Point important : la fonctionnalité n’est pas ouverte à tous gratuitement. Elle est accessible en version bêta aux :

  • abonnés ChatGPT Plus ;
  • utilisateurs ChatGPT Pro ;
  • offres Business et Enterprise ;
  • environnements Edu, Teachers et K-12.

L’installation se fait depuis les boutiques de compléments :

  • dans Excel via « Accueil → Compléments » ;
  • dans Google Sheets via « Extensions → Modules complémentaires ».

Une fois connecté avec votre compte OpenAI, l’assistant apparaît dans une barre latérale intégrée.
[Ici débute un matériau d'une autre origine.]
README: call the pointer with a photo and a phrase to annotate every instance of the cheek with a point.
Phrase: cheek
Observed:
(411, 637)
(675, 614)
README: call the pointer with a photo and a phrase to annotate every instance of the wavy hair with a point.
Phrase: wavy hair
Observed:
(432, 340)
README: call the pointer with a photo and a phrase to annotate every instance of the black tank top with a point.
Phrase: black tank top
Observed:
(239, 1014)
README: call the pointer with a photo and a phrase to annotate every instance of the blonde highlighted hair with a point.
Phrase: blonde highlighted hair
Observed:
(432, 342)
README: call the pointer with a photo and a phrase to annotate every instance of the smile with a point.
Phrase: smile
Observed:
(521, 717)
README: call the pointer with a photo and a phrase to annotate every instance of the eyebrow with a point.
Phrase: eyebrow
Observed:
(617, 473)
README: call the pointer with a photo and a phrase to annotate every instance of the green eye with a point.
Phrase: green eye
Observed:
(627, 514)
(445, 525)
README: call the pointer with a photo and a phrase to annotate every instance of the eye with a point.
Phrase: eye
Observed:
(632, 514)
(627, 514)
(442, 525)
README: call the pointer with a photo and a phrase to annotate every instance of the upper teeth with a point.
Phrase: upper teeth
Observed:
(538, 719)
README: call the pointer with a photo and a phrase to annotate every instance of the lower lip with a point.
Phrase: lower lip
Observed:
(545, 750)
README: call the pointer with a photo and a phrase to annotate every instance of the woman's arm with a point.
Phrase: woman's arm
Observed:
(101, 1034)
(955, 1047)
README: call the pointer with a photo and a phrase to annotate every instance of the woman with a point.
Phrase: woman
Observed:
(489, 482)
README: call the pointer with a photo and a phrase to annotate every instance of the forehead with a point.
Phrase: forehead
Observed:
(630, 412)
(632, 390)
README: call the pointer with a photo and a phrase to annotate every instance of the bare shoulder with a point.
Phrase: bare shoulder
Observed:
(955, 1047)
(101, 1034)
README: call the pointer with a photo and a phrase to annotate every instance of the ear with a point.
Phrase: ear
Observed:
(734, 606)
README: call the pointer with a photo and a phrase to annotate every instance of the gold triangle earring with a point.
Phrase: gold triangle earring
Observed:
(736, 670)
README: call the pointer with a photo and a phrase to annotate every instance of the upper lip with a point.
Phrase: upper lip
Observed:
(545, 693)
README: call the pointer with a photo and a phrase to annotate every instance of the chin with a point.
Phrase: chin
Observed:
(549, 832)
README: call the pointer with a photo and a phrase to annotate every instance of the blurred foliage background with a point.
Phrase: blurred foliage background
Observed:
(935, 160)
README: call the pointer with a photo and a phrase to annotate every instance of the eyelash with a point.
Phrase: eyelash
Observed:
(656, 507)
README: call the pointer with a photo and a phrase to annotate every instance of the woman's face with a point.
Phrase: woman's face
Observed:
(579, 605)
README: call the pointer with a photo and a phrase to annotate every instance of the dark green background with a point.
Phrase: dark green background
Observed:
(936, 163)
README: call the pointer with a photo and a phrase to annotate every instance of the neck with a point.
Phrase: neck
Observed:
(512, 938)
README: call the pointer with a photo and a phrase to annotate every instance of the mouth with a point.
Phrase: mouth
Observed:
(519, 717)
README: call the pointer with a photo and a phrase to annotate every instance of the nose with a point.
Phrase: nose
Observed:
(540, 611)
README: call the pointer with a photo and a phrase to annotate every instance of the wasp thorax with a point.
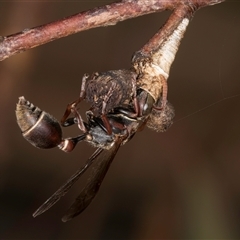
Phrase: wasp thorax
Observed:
(161, 119)
(38, 127)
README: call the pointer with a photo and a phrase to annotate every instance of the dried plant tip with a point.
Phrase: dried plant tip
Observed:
(161, 120)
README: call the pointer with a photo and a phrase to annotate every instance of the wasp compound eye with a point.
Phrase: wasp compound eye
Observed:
(161, 119)
(38, 127)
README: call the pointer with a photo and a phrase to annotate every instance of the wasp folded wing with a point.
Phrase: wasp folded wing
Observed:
(98, 173)
(64, 189)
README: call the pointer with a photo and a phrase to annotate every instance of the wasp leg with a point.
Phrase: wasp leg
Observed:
(72, 105)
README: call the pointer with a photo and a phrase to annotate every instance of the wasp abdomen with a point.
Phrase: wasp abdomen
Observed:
(38, 127)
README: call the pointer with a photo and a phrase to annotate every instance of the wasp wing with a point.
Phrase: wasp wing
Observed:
(97, 175)
(64, 189)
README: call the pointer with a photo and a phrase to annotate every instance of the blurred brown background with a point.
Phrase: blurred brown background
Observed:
(184, 183)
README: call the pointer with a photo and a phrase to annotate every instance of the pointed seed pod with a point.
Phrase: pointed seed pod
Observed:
(38, 127)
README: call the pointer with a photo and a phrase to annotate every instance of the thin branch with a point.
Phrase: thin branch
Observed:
(97, 17)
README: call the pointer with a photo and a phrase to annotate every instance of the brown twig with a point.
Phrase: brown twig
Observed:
(101, 16)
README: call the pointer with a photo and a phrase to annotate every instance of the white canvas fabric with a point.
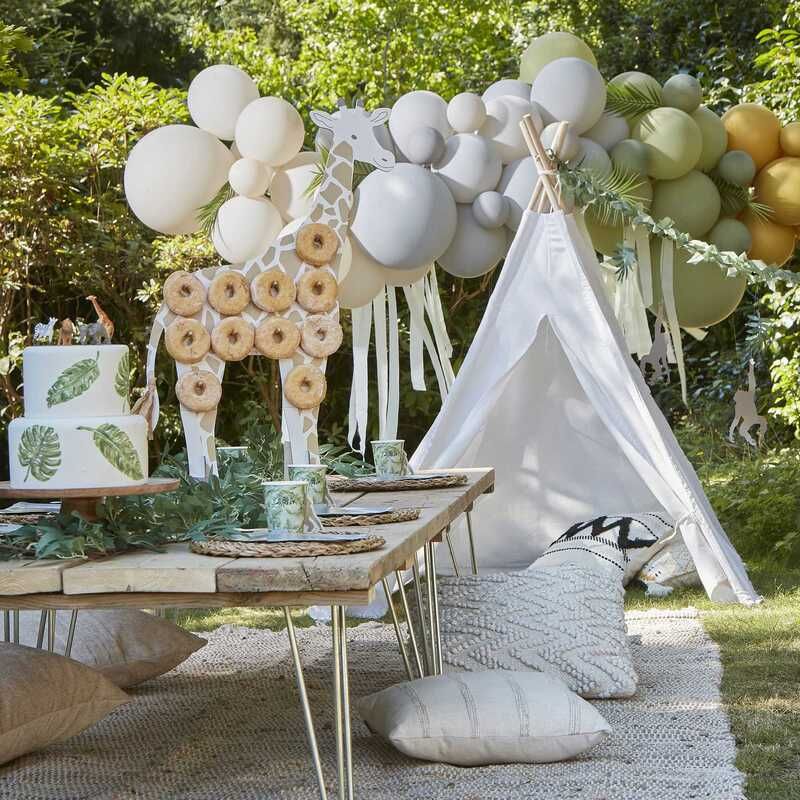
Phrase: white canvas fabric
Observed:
(549, 396)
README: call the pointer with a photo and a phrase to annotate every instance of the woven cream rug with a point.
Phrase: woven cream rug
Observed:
(226, 726)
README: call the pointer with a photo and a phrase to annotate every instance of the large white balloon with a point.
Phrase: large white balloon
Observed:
(403, 218)
(505, 87)
(245, 227)
(470, 165)
(570, 90)
(474, 249)
(289, 187)
(516, 185)
(217, 96)
(171, 173)
(270, 130)
(416, 110)
(363, 281)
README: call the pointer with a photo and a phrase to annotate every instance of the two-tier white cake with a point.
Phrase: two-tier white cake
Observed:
(77, 431)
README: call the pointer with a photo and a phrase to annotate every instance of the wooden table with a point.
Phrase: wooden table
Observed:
(179, 578)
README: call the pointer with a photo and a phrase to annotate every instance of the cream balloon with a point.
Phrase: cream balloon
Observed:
(217, 96)
(270, 130)
(289, 187)
(245, 227)
(171, 173)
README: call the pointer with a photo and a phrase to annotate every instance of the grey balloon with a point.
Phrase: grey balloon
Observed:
(403, 218)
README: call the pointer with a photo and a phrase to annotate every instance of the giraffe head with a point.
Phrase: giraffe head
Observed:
(357, 127)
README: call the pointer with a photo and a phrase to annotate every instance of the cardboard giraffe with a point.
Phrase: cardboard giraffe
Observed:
(353, 138)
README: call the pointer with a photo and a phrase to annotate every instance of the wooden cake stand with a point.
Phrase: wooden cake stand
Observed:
(84, 500)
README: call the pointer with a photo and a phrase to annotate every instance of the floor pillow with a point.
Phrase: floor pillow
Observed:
(127, 646)
(485, 718)
(623, 544)
(565, 620)
(45, 698)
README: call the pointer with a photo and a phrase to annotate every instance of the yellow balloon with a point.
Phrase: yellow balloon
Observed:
(772, 243)
(754, 129)
(778, 185)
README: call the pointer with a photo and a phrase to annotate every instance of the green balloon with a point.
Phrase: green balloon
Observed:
(674, 140)
(704, 294)
(737, 167)
(631, 156)
(683, 92)
(692, 202)
(715, 138)
(731, 235)
(544, 49)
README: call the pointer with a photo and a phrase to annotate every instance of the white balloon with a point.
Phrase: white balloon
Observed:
(413, 111)
(217, 96)
(403, 218)
(245, 227)
(289, 187)
(474, 249)
(609, 130)
(466, 112)
(491, 209)
(470, 165)
(363, 281)
(570, 90)
(516, 185)
(507, 86)
(570, 145)
(271, 130)
(171, 173)
(249, 177)
(503, 115)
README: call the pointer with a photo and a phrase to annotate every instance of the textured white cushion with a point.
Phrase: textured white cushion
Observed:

Prometteuse, mais prête pour l’entreprise ?

OpenAI insiste : le service est encore en phase bêta. Certaines réponses peuvent être erronées, des modifications mal interprétées, et les fichiers volumineux pourraient poser problème. L’assistant demande d’ailleurs l’autorisation avant certaines modifications et explique ses actions pour permettre une vérification humaine.

La confidentialité des données reste un sujet brûlant. OpenAI indique que les données des offres Business, Enterprise, Edu et Teachers ne sont pas utilisées pour entraîner ses modèles. Mais cela ne supprime pas les problématiques liées aux données financières sensibles ou informations clients confidentielles. Les entreprises devront définir des règles internes claires sur les usages autorisés.

Ce qui change vraiment la donne, c’est moins la question technique que l’adoption par les professionnels. Le vrai enjeu sera : comment les utilisateurs apprendront-ils à piloter ces assistants dans leurs workflows quotidiens ? Et surtout : leur feront-ils confiance pour modifier directement leurs fichiers critiques ? Si nous devons tout vérifier en permanence, quel sera le gain de temps réel ?

Testé et approuvé – Matéo Lavigne, ingénieur tech et journaliste.